To see why, it helps to stop asking whether SaaS is dying and start watching where it is moving. Software is being rewired on four axes at once.
### Shift One: The User Becomes an Agent
For twenty-five years, every SaaS product assumed a human in the chair: someone logging in, clicking through screens, reading dashboards. That assumption is quietly breaking. Increasingly, the "user" of your software is another piece of software acting on a person's behalf.
Gartner projects that 40% of enterprise applications will include task-specific AI agents by the end of 2026, up from under 5% in 2025. The Swedish fintech Klarna offered an early, blunt version of what that means: a single AI assistant took on the work of some 700 support staff. Klarna later rebalanced, rehiring as service quality slipped. The point is not that everyone gets fired, but that a slice of the work moved to an agent and stayed there.
The lesson is that products now have to serve agents as first-class users, not just the humans behind them. If your software cannot be called by an API, it is already invisible.
### Shift Two: The Interface Becomes an API
Graphical interfaces exist because humans need to see things. Agents do not need to see; they need to call. So the interface layer of software is being rebuilt for a non-human user.
The clearest signal is the Model Context Protocol, the emerging standard that lets agents connect to tools and data. Anthropic, which introduced it, reports it going from near-zero to around 97 million monthly Software Development Kit (SDK) downloads and thousands of public servers in barely eighteen months. Stripe rebuilt its commerce stack so agents could transact directly.
The takeaway for founders is simple: if an agent cannot reach your product, it cannot buy, use, or recommend it. The front door is no longer a login screen.
### Shift Three: Pricing Moves from the Seat to the Outcome
Per-seat pricing was the financial engine of SaaS, and it assumed one thing: a human occupying the seat. When an agent does the work of ten people, ten seats do not follow. The model has to change, and it already is.

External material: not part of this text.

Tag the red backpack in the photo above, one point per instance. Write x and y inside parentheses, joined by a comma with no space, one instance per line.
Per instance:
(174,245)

Roughly 77% of the largest software companies now use some form of consumption pricing, according to Metronome's 2025 pricing study. Cursor, the AI coding tool, scaled to billions of dollars in annual revenue with a team of only a few hundred people, charging for how much its product is used rather than for how many people log in.
That combination, a lean team on usage revenue, is what the market now pays up for. In June of this year, SpaceX agreed to buy Cursor in a $60 billion all-stock deal expected to close later in the year, the largest takeover of a venture-backed startup on record. Founders are no longer selling access to a tool. They are selling units of work.
### Shift Four: The Budget Moves from IT to HR
This is the shift that reframes everything. When software sold seats, it was paid for out of the IT budget. When software does the work, it competes for the labor budget instead, and the labor budget is vastly larger.
Foundation Capital estimates the opportunity here is enormous. Think about it: your company probably spends more on salaries than on software licenses. If you can replace a $60,000-a-year employee with a $600-a-month agent, the ROI is immediate and massive. That is not a threat to software. It is the single biggest expansion of the addressable market for software in history.
### What This Means for You
So, is SaaS dying? No. But the old model is. The companies that will win in the next decade are not the ones building better dashboards. They are the ones building software that does the work.
Here is a quick checklist for your next product:
- Can an agent use your product without a human logging in?
- Is your pricing tied to outcomes, not seats?
- Are you competing for labor budget, not IT budget?
If you answered no to any of these, you have work to do. The good news is that the opportunity is bigger than ever. The bad news is that the window is closing fast.